The problem is that these are not potent offenses and some of the best names aren’t healthy. That rules out Dalvin Cook, Zach Ertz, and Julian Edelman. John Brown and Cole Beasley have high ceilings against the Texans, and they are viable choices for a potential low-owned flex that can post 40-50 points if the Bills can win at Houston. Dallas Goedert or Boston Scott could hit if the Eagles upset the Seahawks.
It won’t be shocking to see Metcalf outscore Lockett, but he doesn’t have Lockett’s sky-high weekly ceiling. Wilson may outscore all of the quarterbacks and be the right call if the Seahawks play four games, but in that scenario, Lockett should also be a top-scoring receiver.
Mostert has been consistent and running back is a tough position to choose, but Mostert’s low volume introduces more risk than Kittle’s high ceiling outlook in a tight end premium league. Samuel has been playing well but the tight end premium gives Kittle the edge.
Steve Hauschka, BUF
Other K Considerations: Nick Folk, NE, Jake Elliott, PHI, Dan Bailey, MIN
At this point, we are playing the kicker with the most expected games from the teams that haven’t been used in your core eight offensive players. The Bills and Patriots top that list but the Patriots have more potential as a fantasy D/ST. The Eagles and Vikings are our teams that will be left out of our lineup.

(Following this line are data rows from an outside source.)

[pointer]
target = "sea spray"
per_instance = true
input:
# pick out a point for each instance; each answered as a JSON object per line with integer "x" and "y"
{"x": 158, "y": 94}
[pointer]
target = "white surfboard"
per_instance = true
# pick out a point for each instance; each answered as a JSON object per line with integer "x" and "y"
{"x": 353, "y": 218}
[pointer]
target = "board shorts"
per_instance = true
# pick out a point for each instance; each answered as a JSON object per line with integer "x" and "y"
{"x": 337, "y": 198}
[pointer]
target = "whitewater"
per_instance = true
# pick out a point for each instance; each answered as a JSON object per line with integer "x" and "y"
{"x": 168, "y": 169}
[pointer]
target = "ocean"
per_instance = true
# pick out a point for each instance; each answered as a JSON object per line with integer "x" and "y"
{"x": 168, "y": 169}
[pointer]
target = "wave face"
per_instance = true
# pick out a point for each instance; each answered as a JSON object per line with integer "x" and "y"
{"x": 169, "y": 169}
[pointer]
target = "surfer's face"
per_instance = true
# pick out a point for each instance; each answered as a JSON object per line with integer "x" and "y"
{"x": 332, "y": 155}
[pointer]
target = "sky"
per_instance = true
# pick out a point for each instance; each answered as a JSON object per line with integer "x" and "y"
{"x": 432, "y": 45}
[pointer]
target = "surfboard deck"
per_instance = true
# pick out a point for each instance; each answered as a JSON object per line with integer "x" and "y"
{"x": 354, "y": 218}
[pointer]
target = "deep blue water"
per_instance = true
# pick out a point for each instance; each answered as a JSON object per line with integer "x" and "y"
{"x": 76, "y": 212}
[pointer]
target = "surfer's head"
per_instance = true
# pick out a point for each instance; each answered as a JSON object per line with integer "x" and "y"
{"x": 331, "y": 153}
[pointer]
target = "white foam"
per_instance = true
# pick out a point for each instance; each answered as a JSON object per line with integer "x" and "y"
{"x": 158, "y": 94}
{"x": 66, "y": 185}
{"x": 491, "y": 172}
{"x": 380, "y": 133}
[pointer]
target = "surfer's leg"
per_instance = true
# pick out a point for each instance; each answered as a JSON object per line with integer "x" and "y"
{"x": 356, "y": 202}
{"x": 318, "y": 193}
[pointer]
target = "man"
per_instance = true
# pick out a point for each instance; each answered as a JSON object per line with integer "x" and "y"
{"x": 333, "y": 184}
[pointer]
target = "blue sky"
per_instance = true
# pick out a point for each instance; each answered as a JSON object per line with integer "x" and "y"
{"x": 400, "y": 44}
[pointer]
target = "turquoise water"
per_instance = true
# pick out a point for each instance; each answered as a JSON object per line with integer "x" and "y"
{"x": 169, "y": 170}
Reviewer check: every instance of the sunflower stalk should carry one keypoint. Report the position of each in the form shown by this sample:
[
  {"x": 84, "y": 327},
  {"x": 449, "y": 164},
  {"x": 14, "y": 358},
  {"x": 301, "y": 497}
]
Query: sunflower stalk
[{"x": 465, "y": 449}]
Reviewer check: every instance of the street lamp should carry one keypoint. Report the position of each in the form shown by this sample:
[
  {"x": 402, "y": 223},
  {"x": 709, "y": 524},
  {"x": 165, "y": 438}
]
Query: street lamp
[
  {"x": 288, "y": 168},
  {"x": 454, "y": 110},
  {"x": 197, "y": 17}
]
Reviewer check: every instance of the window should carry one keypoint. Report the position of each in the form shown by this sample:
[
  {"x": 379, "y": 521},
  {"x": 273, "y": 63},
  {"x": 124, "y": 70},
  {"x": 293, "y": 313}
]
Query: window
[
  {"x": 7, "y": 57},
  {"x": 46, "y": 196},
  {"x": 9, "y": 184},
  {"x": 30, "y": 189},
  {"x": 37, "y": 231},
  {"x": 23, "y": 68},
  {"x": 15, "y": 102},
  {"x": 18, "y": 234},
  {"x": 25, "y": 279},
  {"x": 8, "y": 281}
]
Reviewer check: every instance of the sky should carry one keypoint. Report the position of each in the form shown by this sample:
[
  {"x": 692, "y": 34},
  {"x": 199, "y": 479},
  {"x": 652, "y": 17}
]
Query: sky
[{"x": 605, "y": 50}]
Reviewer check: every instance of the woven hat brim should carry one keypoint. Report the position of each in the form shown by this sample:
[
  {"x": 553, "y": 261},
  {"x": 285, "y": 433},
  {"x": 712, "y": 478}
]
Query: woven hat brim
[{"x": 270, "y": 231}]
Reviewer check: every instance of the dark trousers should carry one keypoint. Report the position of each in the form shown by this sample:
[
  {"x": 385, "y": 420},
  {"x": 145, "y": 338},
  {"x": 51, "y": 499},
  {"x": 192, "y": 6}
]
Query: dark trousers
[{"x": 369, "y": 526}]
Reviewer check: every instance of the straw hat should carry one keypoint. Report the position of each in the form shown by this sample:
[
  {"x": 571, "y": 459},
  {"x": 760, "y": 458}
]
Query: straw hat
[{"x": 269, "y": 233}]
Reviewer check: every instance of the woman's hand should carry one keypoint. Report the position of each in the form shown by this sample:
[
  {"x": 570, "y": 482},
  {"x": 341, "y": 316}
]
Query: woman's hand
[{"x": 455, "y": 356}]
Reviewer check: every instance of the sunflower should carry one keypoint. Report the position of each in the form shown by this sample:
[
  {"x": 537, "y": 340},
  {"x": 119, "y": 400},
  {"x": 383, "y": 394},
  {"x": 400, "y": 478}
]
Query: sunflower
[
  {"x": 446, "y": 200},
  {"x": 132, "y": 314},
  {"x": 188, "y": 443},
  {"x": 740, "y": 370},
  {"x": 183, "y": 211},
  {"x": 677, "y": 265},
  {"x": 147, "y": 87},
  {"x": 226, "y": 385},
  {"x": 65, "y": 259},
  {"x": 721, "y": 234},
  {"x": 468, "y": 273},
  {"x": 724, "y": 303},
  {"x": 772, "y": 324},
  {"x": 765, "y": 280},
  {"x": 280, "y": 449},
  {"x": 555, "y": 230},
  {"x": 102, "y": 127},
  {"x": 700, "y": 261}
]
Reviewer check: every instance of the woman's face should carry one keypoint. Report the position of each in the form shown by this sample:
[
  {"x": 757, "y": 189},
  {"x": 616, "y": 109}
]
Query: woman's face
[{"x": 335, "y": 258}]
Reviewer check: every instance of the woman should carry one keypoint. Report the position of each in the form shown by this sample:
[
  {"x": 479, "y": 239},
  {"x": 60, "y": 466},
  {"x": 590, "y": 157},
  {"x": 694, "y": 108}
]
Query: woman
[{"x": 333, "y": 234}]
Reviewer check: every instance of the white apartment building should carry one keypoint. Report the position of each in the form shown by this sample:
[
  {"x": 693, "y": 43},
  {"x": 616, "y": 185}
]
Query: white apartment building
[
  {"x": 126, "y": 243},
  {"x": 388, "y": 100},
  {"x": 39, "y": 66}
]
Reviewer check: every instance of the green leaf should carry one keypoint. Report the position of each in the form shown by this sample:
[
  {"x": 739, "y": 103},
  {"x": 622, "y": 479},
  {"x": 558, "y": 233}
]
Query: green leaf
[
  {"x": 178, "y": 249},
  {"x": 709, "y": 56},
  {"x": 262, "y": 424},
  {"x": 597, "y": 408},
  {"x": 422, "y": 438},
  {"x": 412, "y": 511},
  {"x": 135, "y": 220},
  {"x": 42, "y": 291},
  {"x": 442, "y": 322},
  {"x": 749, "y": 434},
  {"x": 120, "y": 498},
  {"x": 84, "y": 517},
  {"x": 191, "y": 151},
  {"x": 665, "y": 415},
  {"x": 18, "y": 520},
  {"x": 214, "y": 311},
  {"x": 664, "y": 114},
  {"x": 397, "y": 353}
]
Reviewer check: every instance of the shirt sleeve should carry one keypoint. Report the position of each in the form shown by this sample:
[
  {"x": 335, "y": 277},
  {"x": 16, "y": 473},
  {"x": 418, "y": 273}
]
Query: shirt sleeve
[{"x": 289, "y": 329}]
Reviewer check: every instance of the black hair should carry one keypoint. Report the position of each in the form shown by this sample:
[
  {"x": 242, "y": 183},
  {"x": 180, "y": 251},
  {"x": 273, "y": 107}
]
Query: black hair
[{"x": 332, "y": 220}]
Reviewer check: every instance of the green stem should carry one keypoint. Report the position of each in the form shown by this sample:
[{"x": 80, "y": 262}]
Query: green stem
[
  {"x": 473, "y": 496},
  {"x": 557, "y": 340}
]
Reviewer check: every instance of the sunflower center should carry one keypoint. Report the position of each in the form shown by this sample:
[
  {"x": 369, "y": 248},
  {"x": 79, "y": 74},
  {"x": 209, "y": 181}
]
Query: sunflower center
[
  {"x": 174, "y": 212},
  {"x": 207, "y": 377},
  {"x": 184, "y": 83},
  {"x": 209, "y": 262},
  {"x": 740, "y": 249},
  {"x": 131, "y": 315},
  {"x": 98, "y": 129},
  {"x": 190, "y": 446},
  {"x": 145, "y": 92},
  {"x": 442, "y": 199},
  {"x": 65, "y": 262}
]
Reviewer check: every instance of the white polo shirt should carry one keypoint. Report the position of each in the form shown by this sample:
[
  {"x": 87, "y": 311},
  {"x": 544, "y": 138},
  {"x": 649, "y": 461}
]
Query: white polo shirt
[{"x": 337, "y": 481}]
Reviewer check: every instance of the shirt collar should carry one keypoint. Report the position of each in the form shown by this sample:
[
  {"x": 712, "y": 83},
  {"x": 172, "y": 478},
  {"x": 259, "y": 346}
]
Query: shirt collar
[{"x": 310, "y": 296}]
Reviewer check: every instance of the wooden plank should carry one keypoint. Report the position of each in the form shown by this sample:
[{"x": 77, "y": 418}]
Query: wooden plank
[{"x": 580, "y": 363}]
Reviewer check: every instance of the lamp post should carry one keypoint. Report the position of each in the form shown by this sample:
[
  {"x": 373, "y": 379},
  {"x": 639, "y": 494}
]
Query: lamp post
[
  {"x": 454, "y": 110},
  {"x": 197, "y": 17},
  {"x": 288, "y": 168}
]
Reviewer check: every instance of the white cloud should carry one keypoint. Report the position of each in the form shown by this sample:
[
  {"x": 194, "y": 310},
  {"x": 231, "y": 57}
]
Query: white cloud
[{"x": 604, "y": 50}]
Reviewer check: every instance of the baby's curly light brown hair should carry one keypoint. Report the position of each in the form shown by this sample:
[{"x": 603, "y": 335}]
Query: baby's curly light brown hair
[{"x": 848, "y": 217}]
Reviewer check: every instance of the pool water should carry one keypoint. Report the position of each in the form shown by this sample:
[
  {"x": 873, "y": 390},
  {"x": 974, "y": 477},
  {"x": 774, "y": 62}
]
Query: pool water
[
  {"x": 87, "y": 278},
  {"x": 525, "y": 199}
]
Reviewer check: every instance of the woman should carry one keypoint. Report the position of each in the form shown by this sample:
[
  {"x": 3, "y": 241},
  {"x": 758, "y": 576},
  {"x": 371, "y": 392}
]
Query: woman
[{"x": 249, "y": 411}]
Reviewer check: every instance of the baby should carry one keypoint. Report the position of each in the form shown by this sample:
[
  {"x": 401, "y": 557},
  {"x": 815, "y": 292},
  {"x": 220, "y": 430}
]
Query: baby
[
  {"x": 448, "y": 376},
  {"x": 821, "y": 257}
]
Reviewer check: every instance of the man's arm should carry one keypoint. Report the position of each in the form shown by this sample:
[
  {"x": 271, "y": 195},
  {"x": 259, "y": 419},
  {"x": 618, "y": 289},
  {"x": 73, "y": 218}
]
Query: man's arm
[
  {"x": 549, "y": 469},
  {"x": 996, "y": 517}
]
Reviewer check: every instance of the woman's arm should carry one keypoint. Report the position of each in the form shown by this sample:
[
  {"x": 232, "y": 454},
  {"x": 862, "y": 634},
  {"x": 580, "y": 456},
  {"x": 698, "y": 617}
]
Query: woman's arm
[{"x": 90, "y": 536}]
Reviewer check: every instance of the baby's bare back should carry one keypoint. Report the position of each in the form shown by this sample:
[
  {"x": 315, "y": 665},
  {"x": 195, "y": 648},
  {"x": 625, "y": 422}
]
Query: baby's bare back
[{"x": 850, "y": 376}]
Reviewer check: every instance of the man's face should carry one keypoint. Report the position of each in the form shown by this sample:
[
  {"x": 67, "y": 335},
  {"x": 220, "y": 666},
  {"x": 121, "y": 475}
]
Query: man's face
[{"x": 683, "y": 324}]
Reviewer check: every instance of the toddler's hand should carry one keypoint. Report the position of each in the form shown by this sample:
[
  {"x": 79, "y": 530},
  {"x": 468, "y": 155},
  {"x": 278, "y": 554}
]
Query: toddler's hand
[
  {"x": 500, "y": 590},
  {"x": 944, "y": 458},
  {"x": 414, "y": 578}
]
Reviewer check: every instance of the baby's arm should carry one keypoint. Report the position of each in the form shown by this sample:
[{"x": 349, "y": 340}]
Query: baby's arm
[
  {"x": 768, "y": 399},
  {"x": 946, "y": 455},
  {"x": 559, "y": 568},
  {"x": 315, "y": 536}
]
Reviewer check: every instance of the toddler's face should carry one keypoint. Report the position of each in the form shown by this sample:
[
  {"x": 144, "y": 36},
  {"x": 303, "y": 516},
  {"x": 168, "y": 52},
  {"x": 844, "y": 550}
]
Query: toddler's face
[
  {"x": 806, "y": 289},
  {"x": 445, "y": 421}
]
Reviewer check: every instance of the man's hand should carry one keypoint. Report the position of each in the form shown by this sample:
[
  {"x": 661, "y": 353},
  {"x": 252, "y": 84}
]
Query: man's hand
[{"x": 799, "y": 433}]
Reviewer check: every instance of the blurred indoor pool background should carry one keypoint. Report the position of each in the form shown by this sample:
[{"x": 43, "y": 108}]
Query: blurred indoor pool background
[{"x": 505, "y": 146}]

The fantasy defense all season might be a chalk play, but if the Patriots make a run, it will likely be on the back of their defense, not their offense.
Other D/ST Considerations: Philadelphia, Minnesota
These are the only other teams left without a player chosen. Both D/ST’s are wild card underdogs. Neither defense has been particularly strong for fantasy this year in matchups against good quarterbacks.
Other NE Considerations: Julian Edelman, WR
As discussed above, the Patriots defense has actually been one of their most consistent performers this season. The offense has been anemic and Edelman is coming into the playoffs banged up.
No players chosen
Minnesota: The Vikings are the most likely loser in wild card weekend coming to the Superdome to face a team just as good as the NFC bye teams.
Philadelphia: The Eagles could rally as an underdog yet again, but the Seahawks are just as battle-tested and Philadelphia is one of the most undermanned playoff teams in recent memory.